When the Eagles announced before the season that rookie Carson Wentz would be the starting quarterback, Giants defensive coordinator Steve Spagnuolo instinctively got excited.
“You look at the schedule and all of a sudden they put a rookie quarterback in there early,” Spagnuolo said. “Everyone gets excited about playing a rookie quarterback if you are on defense.”
But after watching Wentz complete 65.8 percent of his passes for 1,526 yards, nine touchdowns and three interceptions in the first seven games, Spagnuolo is less excited about facing the rookie on Sunday.
“He doesn’t look like a rookie quarterback to me,” Spagnuolo said. “He really doesn’t. Not the way he functions.”
Spagnuolo said he was instantly impressed with Wentz’s ability to throw the ball while moving to his left.
“He throws the ball as good going left as I have ever seen a right-handed quarterback do it,” Spagnuolo said.
Spagnuolo’s players share his respect for Wentz.
“You put the film on and you wouldn’t think that he’s a rookie quarterback just watching the plays, how he progresses into his throws,” defensive end Olivier Vernon said. “Just the decision making that he makes. He’s a good player. Good football player. We have a good game to look forward to.”

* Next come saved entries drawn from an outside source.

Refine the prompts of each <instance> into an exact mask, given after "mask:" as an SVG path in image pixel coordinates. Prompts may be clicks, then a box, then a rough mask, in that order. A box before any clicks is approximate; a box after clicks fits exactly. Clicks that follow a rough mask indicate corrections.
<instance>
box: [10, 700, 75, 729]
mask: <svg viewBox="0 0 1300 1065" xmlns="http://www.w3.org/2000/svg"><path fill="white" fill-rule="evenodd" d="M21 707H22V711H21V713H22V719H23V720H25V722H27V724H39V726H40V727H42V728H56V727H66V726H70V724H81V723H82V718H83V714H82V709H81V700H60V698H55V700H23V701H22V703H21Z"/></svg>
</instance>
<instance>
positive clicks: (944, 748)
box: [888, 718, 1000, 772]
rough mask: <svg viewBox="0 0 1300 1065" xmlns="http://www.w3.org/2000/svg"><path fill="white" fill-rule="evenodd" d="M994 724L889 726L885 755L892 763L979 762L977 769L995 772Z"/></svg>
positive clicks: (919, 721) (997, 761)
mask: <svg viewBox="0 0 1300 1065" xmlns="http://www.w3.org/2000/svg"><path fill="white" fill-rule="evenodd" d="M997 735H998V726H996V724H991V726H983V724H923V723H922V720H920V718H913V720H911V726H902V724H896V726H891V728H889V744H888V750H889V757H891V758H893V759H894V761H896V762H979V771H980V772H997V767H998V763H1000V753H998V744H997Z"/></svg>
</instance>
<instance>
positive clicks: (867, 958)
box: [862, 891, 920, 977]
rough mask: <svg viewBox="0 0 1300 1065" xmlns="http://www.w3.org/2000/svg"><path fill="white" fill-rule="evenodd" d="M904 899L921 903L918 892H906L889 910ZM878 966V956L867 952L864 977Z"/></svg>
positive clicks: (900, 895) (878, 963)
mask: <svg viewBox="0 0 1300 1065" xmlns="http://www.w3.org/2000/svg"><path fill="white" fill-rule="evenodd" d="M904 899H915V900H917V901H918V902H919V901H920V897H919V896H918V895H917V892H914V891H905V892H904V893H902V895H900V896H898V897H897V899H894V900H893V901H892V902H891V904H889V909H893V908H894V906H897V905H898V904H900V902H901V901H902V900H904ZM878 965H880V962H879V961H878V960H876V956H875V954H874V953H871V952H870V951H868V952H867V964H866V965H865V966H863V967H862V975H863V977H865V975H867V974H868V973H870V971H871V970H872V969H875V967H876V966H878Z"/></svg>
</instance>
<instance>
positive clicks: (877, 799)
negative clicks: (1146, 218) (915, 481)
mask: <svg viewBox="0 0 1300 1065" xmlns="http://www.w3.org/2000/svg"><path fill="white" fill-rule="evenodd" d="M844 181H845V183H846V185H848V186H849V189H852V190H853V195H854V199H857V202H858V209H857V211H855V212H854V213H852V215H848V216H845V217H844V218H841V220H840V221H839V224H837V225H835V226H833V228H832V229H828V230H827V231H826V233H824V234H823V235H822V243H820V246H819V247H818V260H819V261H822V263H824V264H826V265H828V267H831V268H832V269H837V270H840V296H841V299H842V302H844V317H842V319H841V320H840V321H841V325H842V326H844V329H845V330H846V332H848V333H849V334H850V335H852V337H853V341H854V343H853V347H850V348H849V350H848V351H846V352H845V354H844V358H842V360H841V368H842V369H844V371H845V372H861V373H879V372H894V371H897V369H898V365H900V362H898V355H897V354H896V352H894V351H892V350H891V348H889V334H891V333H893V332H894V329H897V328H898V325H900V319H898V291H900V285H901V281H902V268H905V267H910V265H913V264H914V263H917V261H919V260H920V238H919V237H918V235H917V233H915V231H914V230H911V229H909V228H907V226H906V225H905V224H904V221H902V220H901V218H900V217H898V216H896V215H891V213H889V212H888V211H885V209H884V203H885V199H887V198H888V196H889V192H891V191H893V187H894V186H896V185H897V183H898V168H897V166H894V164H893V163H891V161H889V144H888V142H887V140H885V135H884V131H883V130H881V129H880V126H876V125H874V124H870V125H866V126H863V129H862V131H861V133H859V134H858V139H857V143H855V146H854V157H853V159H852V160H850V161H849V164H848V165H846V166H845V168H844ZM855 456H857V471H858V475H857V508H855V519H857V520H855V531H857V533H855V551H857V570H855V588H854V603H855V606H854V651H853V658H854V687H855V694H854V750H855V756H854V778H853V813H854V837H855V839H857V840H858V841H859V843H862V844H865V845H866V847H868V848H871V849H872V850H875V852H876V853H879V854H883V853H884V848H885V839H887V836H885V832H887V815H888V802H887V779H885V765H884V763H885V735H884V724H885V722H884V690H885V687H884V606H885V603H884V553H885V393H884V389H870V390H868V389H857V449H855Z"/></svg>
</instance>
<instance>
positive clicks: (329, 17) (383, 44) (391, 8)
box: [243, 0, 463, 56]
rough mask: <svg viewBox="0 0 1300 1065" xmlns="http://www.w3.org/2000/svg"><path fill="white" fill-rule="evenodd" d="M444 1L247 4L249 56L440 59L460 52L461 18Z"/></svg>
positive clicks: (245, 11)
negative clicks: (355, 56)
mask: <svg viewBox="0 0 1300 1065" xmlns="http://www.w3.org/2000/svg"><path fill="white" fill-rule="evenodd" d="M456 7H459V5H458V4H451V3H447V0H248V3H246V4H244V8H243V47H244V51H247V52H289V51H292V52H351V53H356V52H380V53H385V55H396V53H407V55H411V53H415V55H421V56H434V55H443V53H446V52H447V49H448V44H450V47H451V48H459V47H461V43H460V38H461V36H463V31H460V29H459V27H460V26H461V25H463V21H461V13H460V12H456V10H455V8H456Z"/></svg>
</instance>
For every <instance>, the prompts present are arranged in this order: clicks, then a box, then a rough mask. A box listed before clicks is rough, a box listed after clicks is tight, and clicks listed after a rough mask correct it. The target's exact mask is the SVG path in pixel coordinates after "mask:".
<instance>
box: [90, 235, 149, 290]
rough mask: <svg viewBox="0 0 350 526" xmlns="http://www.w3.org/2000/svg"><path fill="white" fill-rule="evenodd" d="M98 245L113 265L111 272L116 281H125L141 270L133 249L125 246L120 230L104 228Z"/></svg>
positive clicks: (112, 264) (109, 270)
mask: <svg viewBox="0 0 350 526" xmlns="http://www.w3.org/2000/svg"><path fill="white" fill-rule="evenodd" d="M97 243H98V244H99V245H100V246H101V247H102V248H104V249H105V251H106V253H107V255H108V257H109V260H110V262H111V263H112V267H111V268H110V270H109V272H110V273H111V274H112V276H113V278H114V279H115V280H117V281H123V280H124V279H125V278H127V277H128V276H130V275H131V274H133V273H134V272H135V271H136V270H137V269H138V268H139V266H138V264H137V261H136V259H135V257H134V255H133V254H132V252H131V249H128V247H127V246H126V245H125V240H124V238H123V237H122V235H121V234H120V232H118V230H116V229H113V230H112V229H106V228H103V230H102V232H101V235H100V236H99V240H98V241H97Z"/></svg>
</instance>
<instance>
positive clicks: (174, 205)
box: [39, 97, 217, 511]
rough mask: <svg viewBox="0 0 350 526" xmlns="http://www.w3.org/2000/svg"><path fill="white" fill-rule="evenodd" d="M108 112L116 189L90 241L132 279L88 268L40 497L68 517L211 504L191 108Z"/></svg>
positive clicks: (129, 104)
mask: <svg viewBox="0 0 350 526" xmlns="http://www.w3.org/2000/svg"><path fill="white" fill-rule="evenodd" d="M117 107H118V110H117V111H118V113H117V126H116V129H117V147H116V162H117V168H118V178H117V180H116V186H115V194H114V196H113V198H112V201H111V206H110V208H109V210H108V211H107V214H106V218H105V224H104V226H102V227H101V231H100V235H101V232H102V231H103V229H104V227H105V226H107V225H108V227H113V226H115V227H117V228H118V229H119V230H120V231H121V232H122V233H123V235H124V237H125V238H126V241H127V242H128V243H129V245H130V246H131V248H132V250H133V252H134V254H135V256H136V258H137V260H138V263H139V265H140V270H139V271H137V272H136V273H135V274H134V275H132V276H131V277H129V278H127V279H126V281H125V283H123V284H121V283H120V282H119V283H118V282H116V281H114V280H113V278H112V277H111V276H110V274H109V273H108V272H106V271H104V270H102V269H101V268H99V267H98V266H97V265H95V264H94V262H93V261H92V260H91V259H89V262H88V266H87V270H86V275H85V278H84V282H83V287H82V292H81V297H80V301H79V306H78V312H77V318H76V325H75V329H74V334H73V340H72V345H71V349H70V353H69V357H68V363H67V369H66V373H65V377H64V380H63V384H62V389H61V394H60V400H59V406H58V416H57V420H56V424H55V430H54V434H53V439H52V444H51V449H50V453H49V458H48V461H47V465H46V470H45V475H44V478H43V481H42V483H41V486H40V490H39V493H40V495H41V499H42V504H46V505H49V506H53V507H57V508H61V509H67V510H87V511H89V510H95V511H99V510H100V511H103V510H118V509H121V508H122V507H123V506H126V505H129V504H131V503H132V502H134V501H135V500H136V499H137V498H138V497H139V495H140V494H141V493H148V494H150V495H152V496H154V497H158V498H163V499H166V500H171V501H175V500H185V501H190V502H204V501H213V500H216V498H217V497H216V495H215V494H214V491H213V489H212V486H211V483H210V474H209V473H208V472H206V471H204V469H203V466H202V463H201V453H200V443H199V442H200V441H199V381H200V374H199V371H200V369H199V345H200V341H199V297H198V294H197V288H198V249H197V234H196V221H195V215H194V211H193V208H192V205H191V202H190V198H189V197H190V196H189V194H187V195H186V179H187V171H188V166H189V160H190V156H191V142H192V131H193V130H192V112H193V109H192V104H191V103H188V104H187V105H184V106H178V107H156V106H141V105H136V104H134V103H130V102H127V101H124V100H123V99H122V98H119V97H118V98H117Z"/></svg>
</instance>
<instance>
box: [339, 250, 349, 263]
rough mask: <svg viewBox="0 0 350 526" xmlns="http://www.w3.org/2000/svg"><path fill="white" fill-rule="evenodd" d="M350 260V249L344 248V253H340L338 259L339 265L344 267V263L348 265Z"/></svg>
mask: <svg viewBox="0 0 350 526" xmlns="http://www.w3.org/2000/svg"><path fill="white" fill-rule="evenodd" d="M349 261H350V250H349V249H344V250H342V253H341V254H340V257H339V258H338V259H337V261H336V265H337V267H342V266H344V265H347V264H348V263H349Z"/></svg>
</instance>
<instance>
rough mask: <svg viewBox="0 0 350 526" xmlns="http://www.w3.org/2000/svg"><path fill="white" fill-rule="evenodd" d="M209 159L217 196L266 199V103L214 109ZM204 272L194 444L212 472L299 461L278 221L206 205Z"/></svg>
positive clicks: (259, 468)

Here are some additional notes from the coordinators on Thursday:
•Linebacker Devon Kennard was used as an edge rusher in passing situations for the first time in the Giants’ win over the Rams before the bye. Spagnuolo liked what he saw from Kennard in that role.
“A little bit of it has been dictated by what the offense puts out for personnel,” Spagnuolo said. “I was very happy with what he did over in London in some passing situations, so we need to get him oiled up.”
•The Giants haven’t tipped their hand on any changes at running back coming out of the bye. But if rookie Paul Perkins doesn’t see a spike in snaps, it will likely be a result of pass protection concerns.
“He’s got the big sombrero in terms of the adjustments and how Eli (Manning) can change the protection,” offensive coordinator Mike Sullivan said. “If a guy can’t do that and he can do the other things, that’s going to limit the opportunities. I think he’s shown some progress and some versatility in being able to run it, catch it and a primary for us to protect the quarterback.”
•Punt returner Dwayne Harris has fair-caught two punts inside the 10-yard line this season. Special teams coordinator said there isn’t a hard-and-fast cut-off point for fair catches.
“Some punters, it bounces at the 6 and now you’re starting at the 2,” Quinn said. “Try and preserve as much field position as you can. We always say around the 8. You have to know where you are. Obviously you don’t want to get back there, catch it, try to return it and have something bad happen. You have to make good decisions, which he’s done for the most part. You can’t always bank that it’s going to bounce into the end zone. With the Aussie punt, that usually bounces back.”